Through the first nine games of the season, defensemen for the Capitals have accrued 15 assists. That comes to 38 percent of the total number of assists for the entire team. All six d-men who have suited up for the Caps have gotten at least two assists; only six forwards can say that. Even Karl Alzner has gotten on the scoreboard, recording the only two goals scored by Capitals defensemen this season.
This has all been by design (minus Alzner scoring). Washington’s defensemen have been more active in the Capitals offensive game on the rush and in the zone. Barry Trotz has been stressing the need to work the puck from high-to-low in the offensive zone for his entire tenure in Washington, and he — along with assistant coach Todd Rierden — doubled down on that point in training camp.
Here are the three things I’ve noticed that have made the Caps defensemen more productive this season.
On both shots and shot attempts, the Capitals have generated a higher percentage of their chances from a defenseman’s blade early this year than they did last.
The Caps have also been more aggressive especially when the opponent’s wingers collapse on the net or play a bit more staggered.
We saw a great example of that with Marcus Johansson’s goal against the Vancouver Canucks.
If the Caps defender on the wall does not have a clear path to the net, he will often pass it over to his partner to set up a shot from the middle of the ice. This gives the forwards more time to get to the front of the net and moves the entire opposing team including the goaltender. In this case, after the puck was passed back to Niskanen, Johansson had just enough time to get to the front of the net for the tip.
The Capitals have scored a high percentage of their goals from in tight this season (see Marcus Johansson’s goals from within 17 feet) and continuing to get the puck to the net with bodies in front will produce more offense.

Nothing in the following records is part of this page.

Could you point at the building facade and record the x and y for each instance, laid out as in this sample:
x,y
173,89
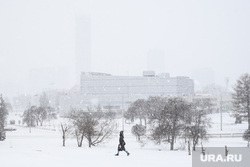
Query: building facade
x,y
117,92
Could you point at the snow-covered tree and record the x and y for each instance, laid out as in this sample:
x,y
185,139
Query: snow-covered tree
x,y
138,110
241,97
29,116
3,114
138,131
246,136
197,122
96,127
168,123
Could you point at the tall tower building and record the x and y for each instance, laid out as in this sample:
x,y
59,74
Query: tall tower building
x,y
83,45
156,60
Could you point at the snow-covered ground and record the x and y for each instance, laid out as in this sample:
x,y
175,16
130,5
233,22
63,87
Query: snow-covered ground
x,y
43,148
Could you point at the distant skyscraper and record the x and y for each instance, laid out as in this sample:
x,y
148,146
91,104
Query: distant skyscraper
x,y
83,45
156,60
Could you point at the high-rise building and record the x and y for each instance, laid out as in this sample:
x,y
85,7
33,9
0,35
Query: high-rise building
x,y
119,91
83,44
156,60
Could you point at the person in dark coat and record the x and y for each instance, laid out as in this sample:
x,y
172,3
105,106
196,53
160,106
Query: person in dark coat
x,y
121,146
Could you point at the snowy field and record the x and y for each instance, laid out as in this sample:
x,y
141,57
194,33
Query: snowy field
x,y
43,148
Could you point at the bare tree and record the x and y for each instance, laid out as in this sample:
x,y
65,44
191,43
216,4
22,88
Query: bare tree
x,y
169,122
77,119
138,131
66,130
40,115
29,116
197,122
246,136
138,110
3,115
96,127
241,97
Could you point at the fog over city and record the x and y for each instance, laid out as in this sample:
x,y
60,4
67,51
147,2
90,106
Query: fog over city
x,y
207,41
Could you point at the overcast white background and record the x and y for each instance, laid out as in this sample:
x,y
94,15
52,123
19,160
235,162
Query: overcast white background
x,y
194,36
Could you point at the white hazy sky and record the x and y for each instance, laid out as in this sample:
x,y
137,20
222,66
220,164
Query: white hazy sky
x,y
193,35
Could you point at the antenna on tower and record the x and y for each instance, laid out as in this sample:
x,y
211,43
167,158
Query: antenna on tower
x,y
227,83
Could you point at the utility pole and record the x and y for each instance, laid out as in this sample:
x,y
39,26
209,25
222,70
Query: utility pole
x,y
30,108
221,112
122,113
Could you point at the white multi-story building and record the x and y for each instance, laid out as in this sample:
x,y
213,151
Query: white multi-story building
x,y
117,92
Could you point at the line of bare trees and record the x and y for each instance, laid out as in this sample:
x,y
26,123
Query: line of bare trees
x,y
94,126
170,119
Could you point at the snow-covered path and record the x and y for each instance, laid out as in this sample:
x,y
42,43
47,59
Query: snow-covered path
x,y
43,148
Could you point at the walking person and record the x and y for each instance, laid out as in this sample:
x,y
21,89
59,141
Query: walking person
x,y
121,146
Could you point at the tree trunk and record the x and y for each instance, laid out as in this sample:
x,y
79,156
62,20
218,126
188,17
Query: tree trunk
x,y
172,143
63,139
189,151
90,142
248,116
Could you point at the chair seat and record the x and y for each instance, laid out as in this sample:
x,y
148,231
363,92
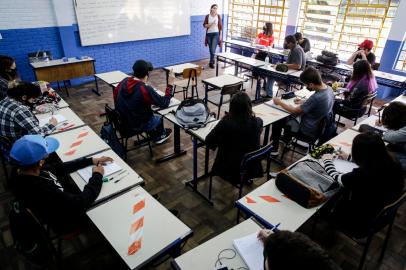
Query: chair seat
x,y
183,83
215,99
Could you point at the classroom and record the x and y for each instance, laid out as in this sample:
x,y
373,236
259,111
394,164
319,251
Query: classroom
x,y
221,134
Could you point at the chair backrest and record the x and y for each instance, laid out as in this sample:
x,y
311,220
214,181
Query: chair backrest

The Caps defenders have never been shy about joining the rush under Trotz, but they have turned it up another notch this season. There have been few offensive rush chances that did not include a defenseman so far this year, whether it was Matt Niskanen, John Carlson or Nate Schmidt.

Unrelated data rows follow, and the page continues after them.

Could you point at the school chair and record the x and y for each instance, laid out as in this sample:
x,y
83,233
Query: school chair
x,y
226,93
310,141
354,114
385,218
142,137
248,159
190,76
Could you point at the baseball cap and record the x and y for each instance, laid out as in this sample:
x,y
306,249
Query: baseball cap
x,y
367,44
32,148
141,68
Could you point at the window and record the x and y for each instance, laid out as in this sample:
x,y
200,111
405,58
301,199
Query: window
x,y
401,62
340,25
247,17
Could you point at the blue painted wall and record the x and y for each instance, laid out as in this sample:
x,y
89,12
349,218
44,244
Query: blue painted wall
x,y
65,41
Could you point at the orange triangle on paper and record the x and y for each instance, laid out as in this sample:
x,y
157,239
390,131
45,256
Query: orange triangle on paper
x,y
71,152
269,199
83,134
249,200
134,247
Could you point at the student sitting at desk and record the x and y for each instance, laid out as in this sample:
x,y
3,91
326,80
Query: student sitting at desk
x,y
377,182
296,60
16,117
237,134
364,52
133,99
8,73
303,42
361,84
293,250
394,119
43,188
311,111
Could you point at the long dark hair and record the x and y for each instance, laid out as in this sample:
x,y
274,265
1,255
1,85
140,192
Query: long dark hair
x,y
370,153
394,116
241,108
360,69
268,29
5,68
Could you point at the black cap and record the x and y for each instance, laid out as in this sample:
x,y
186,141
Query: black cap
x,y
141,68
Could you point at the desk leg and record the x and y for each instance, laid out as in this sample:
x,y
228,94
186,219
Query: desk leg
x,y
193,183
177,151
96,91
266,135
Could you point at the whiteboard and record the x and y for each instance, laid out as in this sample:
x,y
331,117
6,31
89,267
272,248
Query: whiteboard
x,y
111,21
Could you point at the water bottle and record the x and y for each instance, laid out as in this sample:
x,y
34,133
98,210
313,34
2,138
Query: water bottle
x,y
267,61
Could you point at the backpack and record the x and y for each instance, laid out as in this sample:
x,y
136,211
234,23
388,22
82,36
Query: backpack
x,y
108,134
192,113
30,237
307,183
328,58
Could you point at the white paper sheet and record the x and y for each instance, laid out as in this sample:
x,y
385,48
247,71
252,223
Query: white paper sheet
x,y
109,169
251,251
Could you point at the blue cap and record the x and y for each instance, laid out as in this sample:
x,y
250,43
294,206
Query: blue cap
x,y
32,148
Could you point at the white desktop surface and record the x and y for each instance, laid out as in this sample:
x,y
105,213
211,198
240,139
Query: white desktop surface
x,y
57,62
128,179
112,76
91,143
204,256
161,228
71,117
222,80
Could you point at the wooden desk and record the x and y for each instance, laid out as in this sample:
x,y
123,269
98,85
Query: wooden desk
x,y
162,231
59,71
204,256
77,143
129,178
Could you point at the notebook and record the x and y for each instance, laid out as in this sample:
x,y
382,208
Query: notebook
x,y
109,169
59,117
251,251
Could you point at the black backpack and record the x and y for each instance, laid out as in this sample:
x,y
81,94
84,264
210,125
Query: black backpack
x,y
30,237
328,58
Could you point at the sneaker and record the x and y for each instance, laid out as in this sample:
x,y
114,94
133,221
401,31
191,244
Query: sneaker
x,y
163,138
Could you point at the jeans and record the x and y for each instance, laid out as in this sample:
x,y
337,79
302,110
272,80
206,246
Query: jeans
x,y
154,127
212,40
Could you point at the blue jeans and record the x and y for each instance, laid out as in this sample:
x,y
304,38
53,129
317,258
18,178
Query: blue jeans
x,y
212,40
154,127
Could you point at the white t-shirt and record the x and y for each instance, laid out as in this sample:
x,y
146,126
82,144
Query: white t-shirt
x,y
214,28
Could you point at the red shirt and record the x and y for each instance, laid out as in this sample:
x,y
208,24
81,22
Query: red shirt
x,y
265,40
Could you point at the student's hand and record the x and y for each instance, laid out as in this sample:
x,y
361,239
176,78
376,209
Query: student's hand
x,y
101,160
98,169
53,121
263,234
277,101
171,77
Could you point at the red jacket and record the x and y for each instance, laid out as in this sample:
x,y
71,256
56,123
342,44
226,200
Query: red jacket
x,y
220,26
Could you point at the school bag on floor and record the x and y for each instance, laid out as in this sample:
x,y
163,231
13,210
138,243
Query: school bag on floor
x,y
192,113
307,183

Not surprisingly, Schmidt hinted to the fact that he would be joining the rush more often this year during the preseason.
“The thing Todd (Reirden) and I talked about at the beginning of the year was to make sure I’m skating and keeping my feet moving and try to be an extra guy on the attack all season long,” Schmidt said in camp.

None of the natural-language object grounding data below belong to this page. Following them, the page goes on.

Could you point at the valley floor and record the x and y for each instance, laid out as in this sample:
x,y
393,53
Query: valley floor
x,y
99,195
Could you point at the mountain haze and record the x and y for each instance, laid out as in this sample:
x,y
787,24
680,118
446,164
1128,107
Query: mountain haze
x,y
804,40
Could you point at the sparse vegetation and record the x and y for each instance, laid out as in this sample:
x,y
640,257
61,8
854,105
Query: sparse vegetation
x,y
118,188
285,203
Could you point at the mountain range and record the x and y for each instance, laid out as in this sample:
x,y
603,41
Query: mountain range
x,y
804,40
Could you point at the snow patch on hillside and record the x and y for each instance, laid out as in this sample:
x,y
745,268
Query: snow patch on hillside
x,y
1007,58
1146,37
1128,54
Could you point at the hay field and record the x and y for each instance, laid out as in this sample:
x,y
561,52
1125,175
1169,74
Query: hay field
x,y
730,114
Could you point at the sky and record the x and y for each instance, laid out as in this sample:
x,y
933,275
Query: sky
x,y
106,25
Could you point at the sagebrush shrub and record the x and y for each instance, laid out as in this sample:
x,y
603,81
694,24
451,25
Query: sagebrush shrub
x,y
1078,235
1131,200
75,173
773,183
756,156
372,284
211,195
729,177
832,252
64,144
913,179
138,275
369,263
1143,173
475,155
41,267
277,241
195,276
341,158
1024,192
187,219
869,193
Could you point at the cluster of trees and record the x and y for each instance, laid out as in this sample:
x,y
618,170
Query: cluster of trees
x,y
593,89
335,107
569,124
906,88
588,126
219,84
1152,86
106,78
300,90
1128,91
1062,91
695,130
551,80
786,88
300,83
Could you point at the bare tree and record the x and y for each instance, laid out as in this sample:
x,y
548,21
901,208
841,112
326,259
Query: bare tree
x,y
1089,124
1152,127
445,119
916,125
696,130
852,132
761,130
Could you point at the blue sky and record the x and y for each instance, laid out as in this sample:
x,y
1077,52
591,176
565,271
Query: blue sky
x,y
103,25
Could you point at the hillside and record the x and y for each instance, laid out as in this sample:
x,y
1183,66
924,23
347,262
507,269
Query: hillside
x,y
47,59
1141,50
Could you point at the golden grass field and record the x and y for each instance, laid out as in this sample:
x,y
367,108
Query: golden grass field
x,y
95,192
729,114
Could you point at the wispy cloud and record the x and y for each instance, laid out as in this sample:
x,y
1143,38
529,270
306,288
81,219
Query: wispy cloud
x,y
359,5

Nate Schmidt with the great carry in, and Justin Williams scores his first goal since March 28 of last season pic.twitter.com/urWyCQkgjr
— Ian Oland (@ianoland) October 20, 2016
Schmidt has already been able to facilitate offense this season off the rush, and the Caps will be able to generate more offense with their defensemen if Schmidt and his defensive brethren keep it up.
The Caps have been getting the tight high cycle going with their defensemen much more often recently, and it has produced more than a couple of good scoring chances.
It is especially effective when the opposing team pressures the point a bit more in the defensive zone. If the point man is not open to a direct or indirect pass to get shots from the point, the Capitals forwards will actually cycle with the defensemen to get them going in the offense and relieve a little pressure.
Let’s take a look at the cycle during the Capitals recent tilt with Edmonton.
As Kuznetsov comes up the boards with the puck, Matt Niskanen recognizes the cycle opportunity and takes the path closest to the boards to switch with Kuznetsov. Two Edmonton players go with Kuznetsov as he slips a quick drop pass to Niskanen. The second forward, Andre Burakovsky, curls to the net and looks for the pass from Niskanen. These types of switches force quick decisions by the opposing teams defenders and often either create space or a breakdown.
The high cycle is going to produce a goal soon. It is just a matter of time.
Whether joining the rush, taking clappers from up top or joining the cycle game, all of the Capitals defensemen have been key in creating offense for the team this season. Though, I doubt Brooks Orpik will continue to have the same amount of points as John Carlson for too much longer.